Methods and results We performed an online search and identified five studies involving 3743 patients with AF. Patients with OSA had a 31% greater risk of AF recurrence after catheter ablation than did patients without OSA [relative ratio (RR) = 1.31, P = 0.00], and this risk increased by 57% in patients with OSA not undergoing CPAP therapy (RR = 1.57, P = 0.00). However, CPAP users had a risk of AF recurrence similar to that of patients without OSA (RR = 1.25, P = 0.37), and this similarity was maintained even after the removal of study heterogeneity (RR = 0.99, P = 0.39).

Conclusion Obstructive sleep apnoea was associated with AF recurrence after catheter ablation. The efficacy of catheter ablation for AF was similar between patients without OSA and patients with OSA undergoing CPAP treatment.

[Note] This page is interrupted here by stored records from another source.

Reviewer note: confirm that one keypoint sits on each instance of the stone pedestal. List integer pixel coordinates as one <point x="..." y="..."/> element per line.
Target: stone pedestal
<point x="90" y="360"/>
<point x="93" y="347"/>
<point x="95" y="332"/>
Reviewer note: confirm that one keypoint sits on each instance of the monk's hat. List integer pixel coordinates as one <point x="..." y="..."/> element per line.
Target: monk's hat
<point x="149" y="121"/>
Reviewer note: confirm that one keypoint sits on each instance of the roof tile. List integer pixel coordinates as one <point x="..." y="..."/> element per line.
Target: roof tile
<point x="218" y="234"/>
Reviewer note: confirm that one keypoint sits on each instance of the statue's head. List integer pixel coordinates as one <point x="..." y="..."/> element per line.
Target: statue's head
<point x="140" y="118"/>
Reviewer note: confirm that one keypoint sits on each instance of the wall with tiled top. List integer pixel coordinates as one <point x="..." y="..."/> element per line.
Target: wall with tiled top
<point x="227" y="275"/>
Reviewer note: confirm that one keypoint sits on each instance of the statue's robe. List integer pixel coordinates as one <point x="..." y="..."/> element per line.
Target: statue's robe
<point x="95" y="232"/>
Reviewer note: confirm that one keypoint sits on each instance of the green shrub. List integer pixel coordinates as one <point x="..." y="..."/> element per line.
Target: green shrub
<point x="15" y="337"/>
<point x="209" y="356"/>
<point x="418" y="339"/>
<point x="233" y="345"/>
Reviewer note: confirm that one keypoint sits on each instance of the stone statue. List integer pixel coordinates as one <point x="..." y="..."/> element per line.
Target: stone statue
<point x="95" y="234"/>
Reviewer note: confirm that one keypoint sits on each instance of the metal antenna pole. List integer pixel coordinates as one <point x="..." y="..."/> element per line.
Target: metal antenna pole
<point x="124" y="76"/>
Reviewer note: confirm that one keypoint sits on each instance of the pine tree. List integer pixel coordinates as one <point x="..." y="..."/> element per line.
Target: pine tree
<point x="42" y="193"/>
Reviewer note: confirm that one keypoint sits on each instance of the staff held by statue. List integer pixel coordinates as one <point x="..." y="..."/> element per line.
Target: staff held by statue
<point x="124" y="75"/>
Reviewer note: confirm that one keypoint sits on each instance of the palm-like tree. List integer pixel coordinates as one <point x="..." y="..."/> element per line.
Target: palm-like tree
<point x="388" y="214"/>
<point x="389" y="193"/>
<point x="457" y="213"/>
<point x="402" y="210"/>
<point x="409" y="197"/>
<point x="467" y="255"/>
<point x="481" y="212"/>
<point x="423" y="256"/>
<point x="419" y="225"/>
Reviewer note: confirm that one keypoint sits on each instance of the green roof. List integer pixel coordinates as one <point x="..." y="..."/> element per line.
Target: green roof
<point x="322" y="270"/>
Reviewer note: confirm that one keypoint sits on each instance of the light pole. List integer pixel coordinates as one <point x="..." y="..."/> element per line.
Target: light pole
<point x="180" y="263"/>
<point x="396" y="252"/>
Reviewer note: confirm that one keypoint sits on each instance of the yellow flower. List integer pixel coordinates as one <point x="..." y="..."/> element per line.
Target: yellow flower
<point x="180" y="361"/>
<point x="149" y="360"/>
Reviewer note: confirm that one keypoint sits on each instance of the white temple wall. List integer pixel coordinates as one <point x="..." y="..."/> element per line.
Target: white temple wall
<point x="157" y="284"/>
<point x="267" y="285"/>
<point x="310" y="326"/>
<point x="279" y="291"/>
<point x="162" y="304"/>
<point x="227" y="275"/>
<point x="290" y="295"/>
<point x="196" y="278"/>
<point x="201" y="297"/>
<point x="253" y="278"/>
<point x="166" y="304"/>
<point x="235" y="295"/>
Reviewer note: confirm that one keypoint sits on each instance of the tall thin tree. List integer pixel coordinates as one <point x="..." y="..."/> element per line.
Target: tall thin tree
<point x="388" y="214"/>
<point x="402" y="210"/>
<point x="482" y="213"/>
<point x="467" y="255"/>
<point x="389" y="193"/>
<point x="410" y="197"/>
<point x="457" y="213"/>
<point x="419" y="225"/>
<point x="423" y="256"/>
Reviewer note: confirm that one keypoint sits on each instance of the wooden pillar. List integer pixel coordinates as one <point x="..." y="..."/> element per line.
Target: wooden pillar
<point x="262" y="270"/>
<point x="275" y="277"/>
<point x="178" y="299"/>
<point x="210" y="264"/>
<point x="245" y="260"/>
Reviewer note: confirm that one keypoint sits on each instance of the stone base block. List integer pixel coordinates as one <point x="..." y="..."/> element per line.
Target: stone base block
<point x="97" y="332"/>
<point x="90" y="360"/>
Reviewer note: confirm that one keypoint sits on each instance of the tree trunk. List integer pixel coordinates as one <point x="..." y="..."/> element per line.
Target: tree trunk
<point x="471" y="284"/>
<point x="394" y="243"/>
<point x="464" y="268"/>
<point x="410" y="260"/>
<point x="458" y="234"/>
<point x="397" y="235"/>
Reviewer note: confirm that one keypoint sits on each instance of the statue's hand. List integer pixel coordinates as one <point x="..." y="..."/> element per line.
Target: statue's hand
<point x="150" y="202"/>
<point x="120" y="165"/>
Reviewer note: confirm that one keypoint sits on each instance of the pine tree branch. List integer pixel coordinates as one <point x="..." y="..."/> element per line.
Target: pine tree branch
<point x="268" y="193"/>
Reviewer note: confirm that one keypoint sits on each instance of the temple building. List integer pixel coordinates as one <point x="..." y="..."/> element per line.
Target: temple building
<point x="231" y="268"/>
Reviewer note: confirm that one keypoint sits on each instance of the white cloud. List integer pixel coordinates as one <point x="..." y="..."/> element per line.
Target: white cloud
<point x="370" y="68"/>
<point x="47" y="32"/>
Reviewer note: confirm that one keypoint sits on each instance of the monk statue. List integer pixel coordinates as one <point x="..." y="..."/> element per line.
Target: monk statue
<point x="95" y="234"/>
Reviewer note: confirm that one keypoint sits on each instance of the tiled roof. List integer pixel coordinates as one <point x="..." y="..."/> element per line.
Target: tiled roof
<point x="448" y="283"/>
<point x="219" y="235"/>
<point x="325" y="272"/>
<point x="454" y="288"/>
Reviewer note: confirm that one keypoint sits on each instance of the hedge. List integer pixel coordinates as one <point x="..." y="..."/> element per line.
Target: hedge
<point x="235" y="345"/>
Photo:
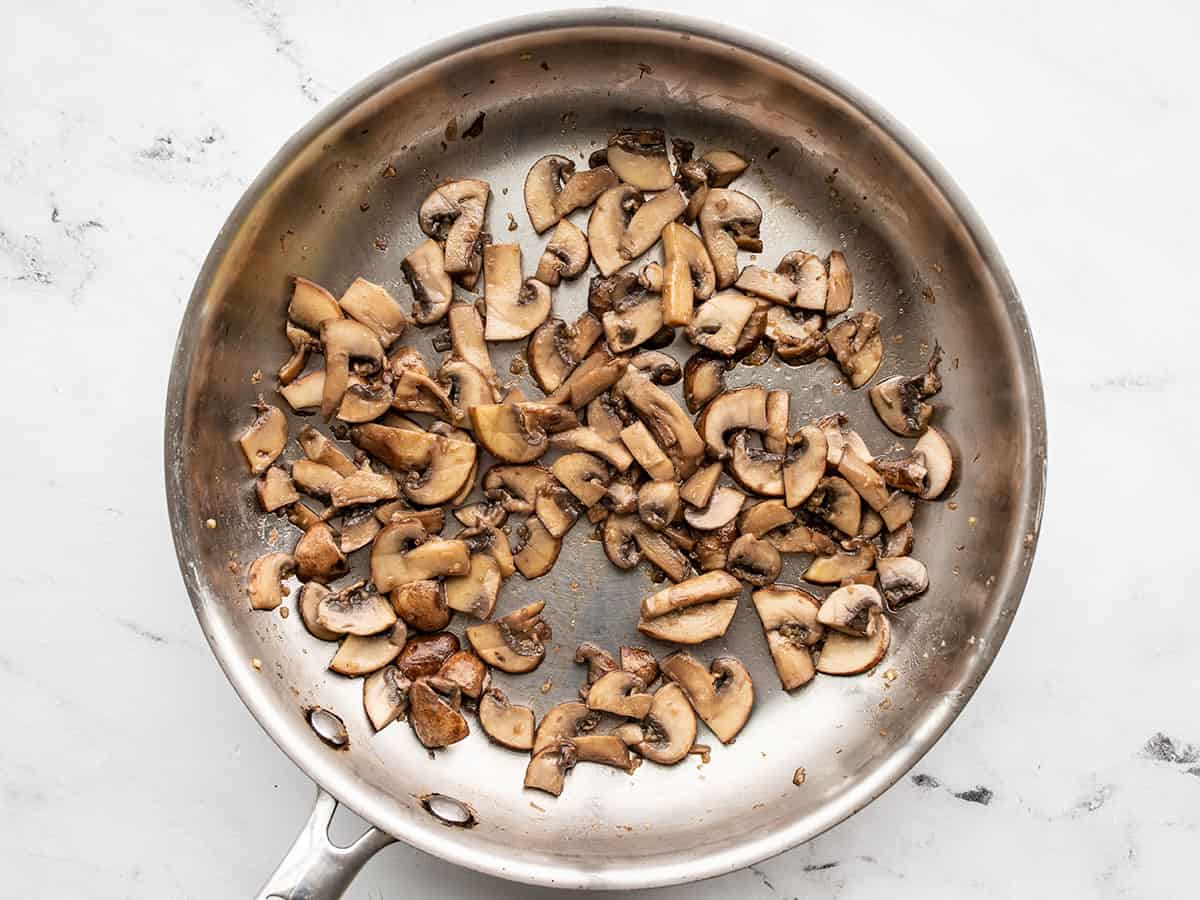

Recurrence of atrial fibrillation (AF) is becoming an important limitation in the treatment of AF after successful catheter ablation.[1–3] Many cardiologists have become interested in the causes of AF recurrence. Increasingly more studies have indicated that obstructive sleep apnoea (OSA) is correlated with AF and is one of the factors associated with AF recurrence after successful catheter ablation.[4–7] Gami et al.[6] showed that approximately half of the patients with AF had OSA, and that the association between OSA and AF was greater than the associations between OSA and other factors such as body mass index, neck circumference, and hypertension. Matiello et al.[1] found that 24% of patients with AF who underwent catheter ablation had some degree of OSA; the severity of OSA influenced the success of catheter ablation of AF, and OSA was an independent predictor of failed catheter ablation of AF. Moreover, some studies have evaluated the influence of OSA on the efficacy of catheter ablation, but the sample sizes in these studies were not large enough to accurately discern whether treatment with CPAP mitigated the effects of OSA on the outcome of catheter ablation of AF.[1,8,9] Because of these uncertain conclusions, we investigated the efficacy of catheter ablation of AF in patients with OSA with or without CPAP treatment. The aim of this study was to reveal the association between CPAP therapy and AF recurrence after successful catheter ablation in patients with OSA.